Bus terus berlari tanpa peduli kenyamanan penumpangnya, baginya yang penting kejar setoran. Tak bisa disalahkan para kru bus tersebut, mereka juga mencari penghidupan entah untuk keluarganya ataupun untuk dirinya sendiri. Baru 5 menit aku duduk atau baru saja mataku ingin kututup sejenak bersiap utnuk ke alam mimpi tapi tiba-tiba terbuka kembali bersamaan dengan masuknya  penumpang sepasang suami istri. Aku berdiri dan merelakan tempat dudukku untuk ibu  penumpang tadi. Jika ku taksir kira-kira usia lebih muda 5 tahunan dari usia kakek-nenekku. Satu pemandangan yang unik, sang ibu mempersilahkan suaminya untuk duduk sambil mengucapkan terimakasih kepadaku. Aku hanya tersenyum dengan takjub. Luar biasa cintanya sang Ibu itu kepada suaminya. Biasanya yang sering kujumpai sang suami yang seperti itu, merelakan kursinya untuk istri. Tetapi tidak untuk kali ini. Warna kehidupan memang tak selalu sama, selalu berubah.

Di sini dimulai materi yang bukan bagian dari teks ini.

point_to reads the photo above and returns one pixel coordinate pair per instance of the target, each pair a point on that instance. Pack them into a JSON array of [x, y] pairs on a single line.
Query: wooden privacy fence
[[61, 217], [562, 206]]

Penumpang naik turun silih berganti. Ku cari pegangan yang membuatku nyaman dan aman dari pertahananku berdiri. Bus semakin penuh dan melaju semakin kencang. Tak sengaja aku lihat dua pasang suami istri yang duduk bersebrangan tepat didepan aku berdiri. Kulirik satu pasang penumpang di sebelah kiri. Sang istri tertidur pulas, sepertinya capek sekali. Mungkin perjalanan jauh atau sebelum berangkat melakukan pekerjaan yang menguras tenaga sehingga terlihat sangat letih. Sang suami memangku anaknya yang berumur sekitar 3 tahun dengan santainya. Meski terlihat tak kalah letih dengan istrinya. Sang anakpun tak rewel, sepertinya ia tahu ibundanya tercinta sedang tertidur pulas. Kulirik sepasang suami istri di sebelah kanan. Sedikit berbeda dengan yang sebelah kiri. Ayah ibunya terjaga namun anaknya yang berumur sekitar 3 bulan tertidur pulas di pangkuan ibunya. Sang ayah mencoba untuk menghibur istrinya dengan berbagai cara dari maen tebak-tebakkan disambung cerita lucu. Seakan-akan sang suami ingin membagi  rasa capek sang istri dengan menghiburnya. Sesuatu yang mungkin jarang dilakukan oleh  sepasang suami istri apalagi didalam bus. Ku hanya bisa tersenyum haru melihat tiga pasang suami istri yang menunjukkan rasa cinta terhadap pasangan dengan cara yang berbeda-beda dan unik. Ternyata bahagia itu tidak mahal, tidak harus dengan rekreasi keliling Eropa, punya segala fasilitas, rumah mewah, punya jabatan, istri atau suami cakep atau sederet kemwahan lainnya tetapi bagaimana kita menyiasati dan menyikapi.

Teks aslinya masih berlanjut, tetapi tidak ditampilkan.